Others will vote for candidates promising to support their social and economic rights, like Nasserist Hamdeen Sabahi.

There are also those who will probably vote for the candidate they believe will be able to run the state and reimpose security, like Amr Moussa.

Expert analysis does differ widely from opinion polls conducted by the official Al-Ahram Center in Egypt on a weekly basis.

The latest survey, conducted between 7-10 April, suggests that the two candidates who are likely to benefit the most from Suleiman's disqualification are Moussa and Mubarak's last prime minister Ahmad Shafiq.

Some voters' second choices have also been disqualified.
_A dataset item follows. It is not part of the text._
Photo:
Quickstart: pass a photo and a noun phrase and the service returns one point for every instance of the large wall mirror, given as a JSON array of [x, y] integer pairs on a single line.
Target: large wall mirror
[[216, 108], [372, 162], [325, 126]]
The survey shows that 25 percent of Abu Ismail voters considered al-Shater as their second choice, while 27 percent of al-Shater's supporters chose Abu Ismail as their backup candidate.

The statistics again point to the fact that the Islamist groups have never considered the alternative MB candidate, Muhamed Mursi, as a viable champion against Moussa and Abul Fotouh.

The third main option in the presidential elections now set for 23 and 24 May is Hamdeen Sabahi.

Experts see him as “the candidate of undecided voters,” and the best representative of the poor and the peasants, but his campaign suffers from a lack of funding.

This article is an edited translation from the Arabic Edition.